When Ondi Timoner pitched a documentary to MTV that would record the trials and tribulations of 10 up-and-coming bands, the music channel execs did what any self-respecting media players in the age of pseudo-edgy reality TV would do: They never got back to her. Then MTV completely bastardized the concept, eventually turning it into a game show called The Cut.
Unfazed, Timoner, a Los Angeles-based filmmaker, went ahead with her project but changed it, choosing to focus on two bands: the Dandy Warhols from Portland and the Brian Jonestown Massacre from San Francisco. After sifting through 1,500 hours of footage she shot while touring and hanging out with the bands for seven years, she created the film Dig! Then she won the Grand Jury Prize for Best Documentary at this year's Sundance Film Festival. Timoner 1, MTV 0.
Timoner's choice in bands wasn't haphazard. The Dandys and BJM had developed a friendship based on a admiration for each other's music and a fondness for drugs, '60s-inspired psych pop and a belief in what BJM leadman Anton Newcombe refers to numerous times in the film as "the revolution." Timoner says she believed, like Newcombe, that these were two bands that could make it and possibly change the face of pop culture.

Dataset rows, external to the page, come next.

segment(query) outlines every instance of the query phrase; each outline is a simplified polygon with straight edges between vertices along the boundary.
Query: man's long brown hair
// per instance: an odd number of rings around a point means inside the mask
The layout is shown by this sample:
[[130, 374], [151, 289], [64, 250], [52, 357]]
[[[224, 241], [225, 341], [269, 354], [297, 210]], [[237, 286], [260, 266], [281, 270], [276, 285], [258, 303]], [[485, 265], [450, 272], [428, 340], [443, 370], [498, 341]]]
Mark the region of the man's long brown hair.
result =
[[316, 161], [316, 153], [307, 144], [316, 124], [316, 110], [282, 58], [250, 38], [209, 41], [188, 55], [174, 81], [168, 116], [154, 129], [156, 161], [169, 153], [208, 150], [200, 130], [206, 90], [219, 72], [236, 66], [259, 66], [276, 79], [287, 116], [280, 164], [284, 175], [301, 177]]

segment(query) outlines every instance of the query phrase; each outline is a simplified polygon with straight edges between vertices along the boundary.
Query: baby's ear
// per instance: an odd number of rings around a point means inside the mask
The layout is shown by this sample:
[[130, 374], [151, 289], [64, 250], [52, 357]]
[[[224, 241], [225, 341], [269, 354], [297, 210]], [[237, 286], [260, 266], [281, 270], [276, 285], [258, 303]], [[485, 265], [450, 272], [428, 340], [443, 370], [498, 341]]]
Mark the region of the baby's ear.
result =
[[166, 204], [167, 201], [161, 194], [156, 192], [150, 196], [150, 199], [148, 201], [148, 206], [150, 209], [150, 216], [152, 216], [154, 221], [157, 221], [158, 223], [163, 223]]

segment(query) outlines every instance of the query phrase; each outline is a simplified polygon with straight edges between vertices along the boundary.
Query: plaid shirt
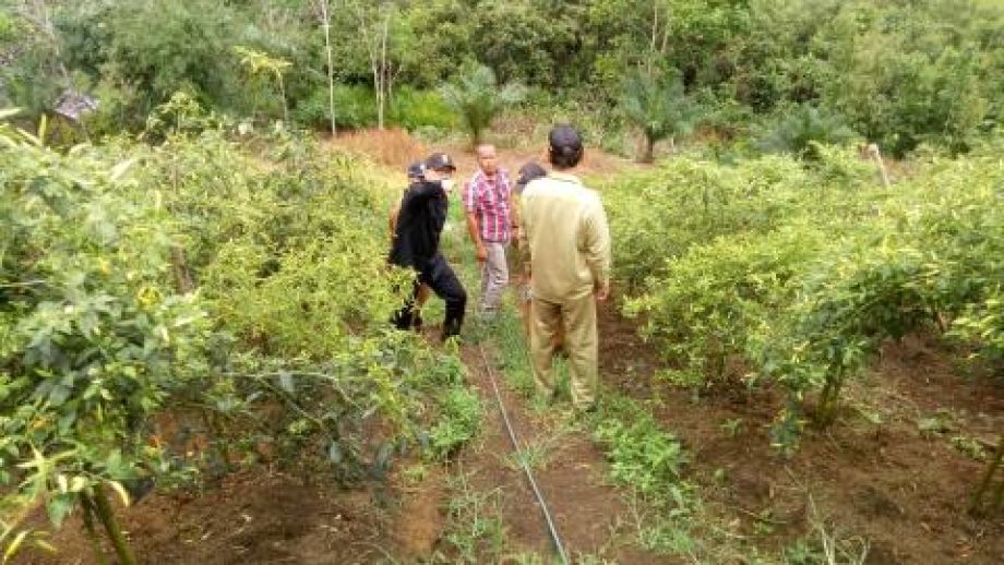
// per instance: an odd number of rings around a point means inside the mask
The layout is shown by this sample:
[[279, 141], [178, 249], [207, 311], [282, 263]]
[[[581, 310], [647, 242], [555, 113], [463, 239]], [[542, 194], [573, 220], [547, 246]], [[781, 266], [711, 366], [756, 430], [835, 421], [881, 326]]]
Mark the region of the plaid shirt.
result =
[[479, 170], [464, 184], [464, 209], [476, 214], [482, 241], [509, 243], [511, 191], [509, 175], [503, 169], [495, 172], [494, 179]]

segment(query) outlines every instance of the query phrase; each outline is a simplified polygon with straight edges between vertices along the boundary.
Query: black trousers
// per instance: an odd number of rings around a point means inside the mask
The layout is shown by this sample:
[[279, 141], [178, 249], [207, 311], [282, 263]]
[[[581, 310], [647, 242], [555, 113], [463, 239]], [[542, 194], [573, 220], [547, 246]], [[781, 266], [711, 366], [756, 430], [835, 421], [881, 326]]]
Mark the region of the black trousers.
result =
[[415, 300], [418, 296], [418, 288], [421, 285], [428, 286], [446, 302], [446, 316], [443, 320], [443, 338], [459, 335], [461, 326], [464, 324], [464, 311], [467, 308], [467, 291], [456, 278], [456, 273], [446, 263], [446, 257], [437, 253], [423, 268], [418, 272], [415, 279], [411, 296], [405, 302], [404, 308], [394, 314], [394, 325], [398, 329], [409, 329], [415, 316]]

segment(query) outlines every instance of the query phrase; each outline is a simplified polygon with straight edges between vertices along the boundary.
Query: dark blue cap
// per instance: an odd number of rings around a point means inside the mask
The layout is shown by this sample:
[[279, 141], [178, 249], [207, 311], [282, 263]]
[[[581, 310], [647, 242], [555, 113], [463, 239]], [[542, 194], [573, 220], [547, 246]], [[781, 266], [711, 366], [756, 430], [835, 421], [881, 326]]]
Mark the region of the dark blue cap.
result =
[[408, 165], [408, 177], [423, 177], [426, 175], [426, 166], [421, 161], [415, 161], [411, 165]]

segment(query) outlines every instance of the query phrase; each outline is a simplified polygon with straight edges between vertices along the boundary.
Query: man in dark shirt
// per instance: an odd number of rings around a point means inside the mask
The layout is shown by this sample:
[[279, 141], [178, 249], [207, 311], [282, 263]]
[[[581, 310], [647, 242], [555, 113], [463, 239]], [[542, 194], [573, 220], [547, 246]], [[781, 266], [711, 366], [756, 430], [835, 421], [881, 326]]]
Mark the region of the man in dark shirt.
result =
[[391, 247], [391, 263], [418, 272], [411, 297], [394, 315], [394, 325], [408, 329], [413, 324], [415, 299], [421, 285], [446, 302], [443, 339], [459, 335], [467, 308], [467, 292], [440, 253], [440, 235], [446, 223], [447, 192], [456, 167], [449, 155], [433, 153], [425, 161], [425, 176], [408, 187], [401, 200], [401, 212]]

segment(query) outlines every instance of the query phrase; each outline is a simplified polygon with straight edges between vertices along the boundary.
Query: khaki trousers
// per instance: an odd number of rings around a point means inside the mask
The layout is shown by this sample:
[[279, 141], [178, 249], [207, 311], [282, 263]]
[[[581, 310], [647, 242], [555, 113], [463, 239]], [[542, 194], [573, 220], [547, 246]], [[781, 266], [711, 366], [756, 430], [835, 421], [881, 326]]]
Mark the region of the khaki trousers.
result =
[[585, 410], [596, 401], [598, 386], [596, 299], [591, 292], [560, 302], [533, 298], [530, 306], [530, 358], [537, 389], [554, 394], [554, 336], [564, 326], [564, 347], [569, 353], [572, 405]]
[[481, 265], [481, 313], [494, 314], [502, 303], [502, 293], [509, 286], [509, 264], [505, 262], [507, 243], [483, 243], [488, 259]]

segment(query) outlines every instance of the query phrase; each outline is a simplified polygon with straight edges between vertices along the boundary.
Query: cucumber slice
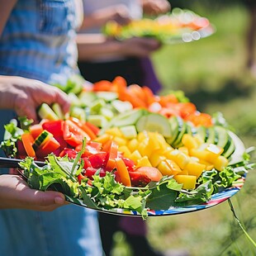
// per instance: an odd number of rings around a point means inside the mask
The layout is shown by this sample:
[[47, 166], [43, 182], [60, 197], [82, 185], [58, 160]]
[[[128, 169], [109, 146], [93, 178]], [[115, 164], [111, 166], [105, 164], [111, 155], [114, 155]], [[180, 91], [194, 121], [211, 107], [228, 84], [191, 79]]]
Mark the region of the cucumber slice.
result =
[[100, 128], [105, 127], [108, 123], [107, 120], [101, 115], [90, 115], [88, 121]]
[[111, 120], [115, 116], [115, 113], [111, 109], [105, 107], [101, 108], [100, 114], [108, 121]]
[[79, 107], [73, 107], [70, 111], [70, 116], [73, 117], [76, 117], [83, 121], [86, 121], [85, 110]]
[[213, 126], [206, 128], [206, 137], [205, 141], [211, 144], [216, 144], [218, 141], [218, 134]]
[[170, 137], [172, 132], [168, 118], [156, 113], [150, 113], [140, 117], [135, 126], [138, 132], [143, 130], [158, 131], [164, 137]]
[[[246, 151], [245, 146], [242, 140], [232, 131], [228, 130], [229, 135], [230, 136], [232, 141], [234, 142], [235, 150], [234, 152], [228, 157], [230, 163], [229, 164], [238, 164], [239, 162], [244, 160], [243, 154]], [[232, 145], [231, 145], [232, 147]], [[230, 149], [230, 151], [232, 151]], [[230, 154], [230, 152], [226, 153], [226, 155]]]
[[173, 116], [168, 119], [169, 124], [171, 126], [171, 135], [168, 138], [166, 138], [168, 144], [172, 145], [176, 140], [178, 134], [179, 122], [181, 121], [182, 120], [180, 117], [175, 116]]
[[92, 102], [92, 105], [90, 106], [91, 107], [91, 112], [92, 114], [98, 114], [101, 108], [102, 107], [106, 106], [106, 102], [101, 98], [97, 99], [93, 102]]
[[110, 123], [110, 126], [115, 126], [117, 127], [134, 126], [140, 117], [147, 114], [148, 111], [144, 109], [132, 109], [125, 113], [121, 113], [116, 116]]
[[129, 102], [122, 102], [120, 100], [115, 100], [111, 102], [111, 106], [118, 113], [123, 113], [133, 109], [133, 107]]
[[36, 150], [39, 147], [42, 146], [50, 137], [54, 135], [46, 130], [44, 130], [35, 140], [33, 143], [33, 148]]
[[202, 139], [204, 142], [207, 140], [207, 129], [205, 126], [198, 126], [197, 127], [197, 134]]
[[62, 109], [59, 103], [55, 102], [51, 107], [52, 110], [55, 112], [55, 114], [58, 116], [59, 119], [64, 119], [64, 115], [62, 111]]
[[115, 92], [97, 92], [96, 95], [107, 102], [116, 100], [118, 97], [118, 94]]
[[183, 121], [182, 119], [179, 122], [178, 126], [178, 134], [176, 140], [173, 142], [172, 146], [173, 148], [179, 148], [183, 145], [182, 139], [185, 133], [187, 133], [187, 124], [186, 121]]
[[69, 92], [68, 94], [69, 99], [73, 106], [81, 106], [79, 98], [73, 92]]
[[225, 148], [227, 143], [229, 143], [229, 134], [225, 128], [216, 126], [214, 126], [216, 133], [217, 135], [217, 141], [216, 141], [216, 145], [220, 148]]
[[78, 97], [81, 105], [83, 107], [91, 106], [92, 103], [97, 99], [95, 92], [82, 92]]
[[137, 130], [135, 126], [122, 126], [120, 127], [120, 130], [126, 139], [130, 140], [137, 136]]
[[224, 148], [222, 155], [229, 159], [235, 150], [235, 145], [231, 137], [229, 138], [229, 144]]
[[55, 112], [46, 103], [43, 103], [39, 107], [37, 113], [41, 119], [48, 119], [50, 121], [59, 119]]

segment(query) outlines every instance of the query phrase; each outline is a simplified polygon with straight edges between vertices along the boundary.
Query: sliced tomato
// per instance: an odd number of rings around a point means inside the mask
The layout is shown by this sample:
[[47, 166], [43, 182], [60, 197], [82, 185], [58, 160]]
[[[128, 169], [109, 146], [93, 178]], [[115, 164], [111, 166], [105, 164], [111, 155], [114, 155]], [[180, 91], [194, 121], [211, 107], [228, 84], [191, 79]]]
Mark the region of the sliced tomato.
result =
[[84, 138], [90, 140], [88, 135], [70, 120], [64, 121], [63, 137], [69, 145], [73, 147], [81, 145]]
[[48, 121], [42, 124], [44, 130], [50, 131], [55, 137], [63, 136], [63, 120]]
[[101, 80], [93, 84], [92, 91], [94, 92], [109, 92], [111, 91], [112, 83], [107, 80]]
[[82, 173], [79, 173], [78, 176], [78, 181], [79, 183], [79, 184], [81, 184], [81, 181], [82, 179], [85, 178], [86, 177], [83, 176]]
[[34, 139], [37, 138], [37, 136], [41, 134], [44, 128], [41, 124], [33, 125], [29, 128], [30, 133]]
[[151, 181], [147, 175], [139, 172], [130, 172], [129, 175], [133, 187], [145, 187]]
[[88, 168], [88, 167], [92, 167], [88, 158], [82, 158], [82, 159], [83, 160], [83, 168], [84, 169]]
[[35, 140], [33, 136], [30, 133], [23, 133], [21, 135], [21, 140], [22, 140], [22, 144], [23, 144], [26, 154], [28, 156], [35, 158], [36, 152], [32, 146], [34, 140]]
[[163, 174], [154, 167], [139, 167], [134, 172], [129, 172], [131, 185], [135, 187], [145, 187], [149, 182], [159, 182]]
[[130, 159], [125, 158], [121, 156], [121, 159], [123, 159], [126, 166], [127, 167], [127, 169], [129, 172], [134, 172], [135, 171], [135, 162]]
[[99, 152], [94, 154], [91, 154], [88, 157], [92, 167], [95, 168], [104, 168], [107, 164], [108, 158], [108, 153], [107, 152]]
[[[88, 167], [85, 172], [84, 172], [84, 175], [86, 175], [88, 178], [92, 178], [92, 176], [96, 173], [96, 172], [97, 172], [98, 169], [92, 168], [92, 167]], [[106, 176], [106, 172], [102, 169], [100, 168], [99, 169], [99, 175], [100, 177], [105, 177]]]
[[65, 148], [61, 151], [61, 153], [59, 154], [59, 156], [64, 157], [65, 155], [68, 155], [69, 159], [73, 159], [76, 158], [77, 154], [78, 154], [78, 152], [75, 149]]
[[192, 102], [180, 102], [177, 105], [177, 107], [180, 111], [182, 118], [186, 118], [186, 116], [188, 116], [197, 111], [195, 104]]
[[130, 178], [127, 167], [122, 159], [116, 159], [116, 174], [119, 176], [121, 183], [126, 187], [130, 187]]
[[135, 172], [146, 175], [152, 182], [159, 182], [163, 178], [161, 172], [155, 167], [141, 166]]
[[41, 147], [36, 149], [36, 154], [40, 158], [46, 157], [49, 154], [54, 153], [59, 146], [60, 144], [54, 137], [50, 137]]
[[68, 143], [66, 140], [63, 138], [63, 136], [55, 136], [55, 140], [59, 143], [60, 146], [59, 148], [61, 150], [63, 150], [64, 148], [68, 147]]
[[199, 111], [196, 111], [195, 113], [186, 116], [185, 120], [191, 121], [196, 126], [203, 126], [210, 127], [213, 125], [212, 118], [209, 114], [201, 113]]
[[115, 141], [109, 140], [104, 145], [102, 151], [109, 153], [109, 158], [105, 168], [107, 171], [111, 172], [116, 167], [116, 159], [118, 154], [118, 145]]
[[98, 128], [97, 126], [92, 125], [92, 123], [87, 121], [86, 123], [86, 126], [88, 126], [95, 135], [98, 135], [98, 133], [100, 132], [101, 129]]
[[24, 148], [24, 145], [21, 140], [17, 141], [17, 148], [18, 150], [17, 154], [18, 154], [19, 159], [25, 159], [27, 156], [27, 154], [26, 154], [26, 152], [25, 150], [25, 148]]
[[89, 126], [86, 125], [85, 122], [83, 122], [74, 117], [69, 117], [69, 120], [71, 120], [74, 124], [76, 124], [79, 128], [81, 128], [89, 136], [91, 140], [94, 140], [97, 138], [96, 134], [91, 130]]

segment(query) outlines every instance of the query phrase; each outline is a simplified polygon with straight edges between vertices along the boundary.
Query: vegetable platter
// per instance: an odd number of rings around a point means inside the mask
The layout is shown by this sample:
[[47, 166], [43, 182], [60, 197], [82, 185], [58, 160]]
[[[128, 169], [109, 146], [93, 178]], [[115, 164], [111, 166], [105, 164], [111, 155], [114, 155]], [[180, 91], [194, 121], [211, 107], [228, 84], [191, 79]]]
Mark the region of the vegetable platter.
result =
[[122, 77], [90, 87], [83, 81], [70, 78], [62, 87], [68, 114], [43, 103], [39, 124], [20, 117], [5, 126], [1, 147], [22, 159], [31, 187], [145, 219], [206, 209], [243, 187], [254, 164], [221, 113], [200, 112], [183, 92], [154, 95]]
[[154, 37], [164, 44], [173, 44], [209, 36], [215, 32], [215, 27], [207, 18], [190, 10], [174, 8], [172, 12], [154, 19], [145, 17], [127, 25], [108, 21], [102, 32], [116, 40]]

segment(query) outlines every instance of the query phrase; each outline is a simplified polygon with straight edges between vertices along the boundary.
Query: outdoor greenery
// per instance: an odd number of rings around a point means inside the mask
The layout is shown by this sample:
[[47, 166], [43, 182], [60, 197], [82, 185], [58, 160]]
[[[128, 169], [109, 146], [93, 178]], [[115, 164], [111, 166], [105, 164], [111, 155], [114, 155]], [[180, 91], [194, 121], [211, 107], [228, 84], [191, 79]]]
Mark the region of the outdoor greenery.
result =
[[[191, 43], [164, 45], [154, 55], [155, 70], [164, 84], [161, 93], [183, 90], [201, 111], [221, 111], [245, 146], [256, 146], [256, 78], [245, 69], [248, 12], [239, 4], [221, 7], [219, 2], [211, 7], [206, 2], [190, 7], [209, 18], [216, 28], [214, 35]], [[255, 153], [252, 161], [256, 161]], [[248, 173], [241, 191], [231, 198], [236, 215], [254, 241], [255, 171]], [[146, 221], [148, 239], [161, 251], [183, 249], [191, 256], [256, 255], [256, 248], [239, 226], [228, 201]], [[122, 234], [116, 234], [116, 241], [114, 255], [131, 255]]]

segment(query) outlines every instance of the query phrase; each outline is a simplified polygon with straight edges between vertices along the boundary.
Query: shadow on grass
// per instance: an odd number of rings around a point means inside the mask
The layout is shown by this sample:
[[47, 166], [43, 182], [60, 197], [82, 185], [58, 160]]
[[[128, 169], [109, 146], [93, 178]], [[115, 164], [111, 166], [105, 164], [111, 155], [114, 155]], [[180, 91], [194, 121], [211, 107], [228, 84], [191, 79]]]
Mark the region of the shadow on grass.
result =
[[195, 92], [187, 92], [186, 96], [196, 104], [197, 109], [202, 111], [211, 103], [223, 103], [238, 97], [248, 97], [252, 89], [252, 87], [244, 86], [240, 81], [230, 79], [215, 91], [206, 90], [202, 84], [199, 84]]

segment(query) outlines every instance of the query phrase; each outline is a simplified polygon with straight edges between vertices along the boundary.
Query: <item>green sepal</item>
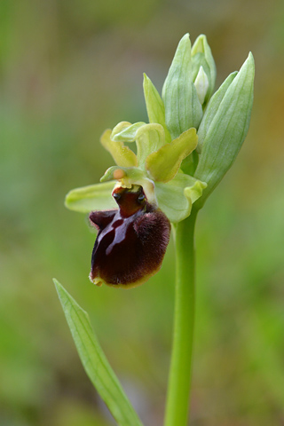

"The Dandy Warhols and the Brian Jonestown Massacre were way more uncompromising than any other band I looked at in their aesthetic and certainly were going to do what they were going to do, no matter what," Timoner told WW from her home in L.A. "They just weren't as interested in getting signed on the industry's terms, and they were sure they were rock stars before they were rock stars, and they were living that life."
That lifestyle provides some seriously entertaining moments of pure rock-'n'-roll bliss. One moment the bands are sharing a mound of coke on a coffee table; the next, they're all pouring drinks down each other's pants. Good fun. Courtney Taylor-Taylor and the Dandys manage to balance this lifestyle with their ambitions, living like the rock stars they want to be while staying focused enough to become the rock stars they want to be. But that same lifestyle begins to wear on BJM's Newcombe, leading to frightening antics, including inciting a brawl with his band during a label showcase and kicking a fan in the head at another show. Combined with an uncompromising vision that manifests itself in a maniacal self-destruction, Newcombe's debilitating heroin addiction alienates his entire band and destroys his chances at signing with a major label. By the end of the film, the Dandys are playing to gargantuan crowds in European festivals while Newcombe is still storming off the stages of small clubs.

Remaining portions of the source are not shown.